Sektor ritel juga ikut tertekan karena konsumen semakin sensitif terhadap harga, memaksa pelaku usaha untuk menahan kenaikan harga jual agar tidak kehilangan permintaan. Sementara itu, manufaktur yang bergantung pada bahan impor mengalami tekanan biaya, terutama karena depresiasi rupiah membuat bahan baku lebih mahal, dan akhirnya menurunkan profitabilitas.
Namun di tengah tekanan tersebut, beberapa sektor justru menunjukkan daya tahan yang relatif kuat. Sektor komoditas, seperti energi dan CPO (Crude Palm Oil), tetap mendapat dukungan dari harga jual global yang tinggi, sehingga berpotensi menjadi lindung nilai alami terhadap inflasi. Sektor telekomunikasi juga menunjukkan ketahanan karena adanya deflasi harga layanan dan permintaan yang relatif stabil, menjadikannya pilihan defensif bagi investor.

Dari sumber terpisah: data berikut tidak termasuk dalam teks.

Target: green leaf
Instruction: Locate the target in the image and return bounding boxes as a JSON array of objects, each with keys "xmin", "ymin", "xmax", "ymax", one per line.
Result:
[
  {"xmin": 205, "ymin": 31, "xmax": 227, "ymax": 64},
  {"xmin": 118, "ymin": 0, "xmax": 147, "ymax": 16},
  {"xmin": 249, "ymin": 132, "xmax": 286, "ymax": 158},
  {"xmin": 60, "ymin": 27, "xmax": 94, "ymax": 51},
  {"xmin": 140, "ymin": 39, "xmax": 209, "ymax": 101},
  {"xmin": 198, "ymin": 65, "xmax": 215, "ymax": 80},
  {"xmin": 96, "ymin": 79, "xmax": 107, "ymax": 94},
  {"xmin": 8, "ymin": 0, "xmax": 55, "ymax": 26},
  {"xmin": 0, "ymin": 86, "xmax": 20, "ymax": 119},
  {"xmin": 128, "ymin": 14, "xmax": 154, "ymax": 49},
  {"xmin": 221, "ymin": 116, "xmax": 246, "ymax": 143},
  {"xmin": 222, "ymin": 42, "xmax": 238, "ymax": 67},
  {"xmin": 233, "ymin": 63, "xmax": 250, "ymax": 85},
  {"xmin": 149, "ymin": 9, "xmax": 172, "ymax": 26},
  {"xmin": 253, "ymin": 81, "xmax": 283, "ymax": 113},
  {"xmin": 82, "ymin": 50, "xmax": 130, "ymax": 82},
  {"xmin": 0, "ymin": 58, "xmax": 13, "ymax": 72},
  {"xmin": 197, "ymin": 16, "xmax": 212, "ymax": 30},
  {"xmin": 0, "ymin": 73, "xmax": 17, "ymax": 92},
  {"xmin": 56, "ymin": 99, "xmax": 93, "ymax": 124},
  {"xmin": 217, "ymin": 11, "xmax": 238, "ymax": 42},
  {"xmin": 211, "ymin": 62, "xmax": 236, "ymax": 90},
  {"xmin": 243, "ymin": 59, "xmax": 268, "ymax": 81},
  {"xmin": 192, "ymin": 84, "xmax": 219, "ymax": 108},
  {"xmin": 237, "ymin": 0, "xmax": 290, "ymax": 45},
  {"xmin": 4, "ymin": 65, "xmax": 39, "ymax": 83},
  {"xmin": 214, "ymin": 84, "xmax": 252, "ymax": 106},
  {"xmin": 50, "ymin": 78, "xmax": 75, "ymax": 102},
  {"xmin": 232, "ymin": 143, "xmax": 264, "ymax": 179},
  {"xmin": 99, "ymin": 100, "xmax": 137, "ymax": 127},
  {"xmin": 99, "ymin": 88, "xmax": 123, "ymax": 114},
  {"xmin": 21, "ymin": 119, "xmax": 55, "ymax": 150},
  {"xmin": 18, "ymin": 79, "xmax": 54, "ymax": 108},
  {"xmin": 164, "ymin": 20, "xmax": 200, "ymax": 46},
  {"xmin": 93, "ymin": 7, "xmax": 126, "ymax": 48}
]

Sementara itu, bank-bank besar tetap menarik, karena mampu mempertahankan net interest margin (NIM) mereka di tengah suku bunga tinggi. Selain itu, kemampuan mereka dalam menyeleksi pemberian kredit secara selektif membantu menjaga kualitas aset tetap sehat.
Secara keseluruhan, situasi inflasi saat ini menuntut investor untuk bersikap selektif dan strategis dalam mengelola portofolio, dengan mempertimbangkan sektor yang mampu bertahan di tengah tekanan harga dan nilai tukar yang fluktuatif.(*)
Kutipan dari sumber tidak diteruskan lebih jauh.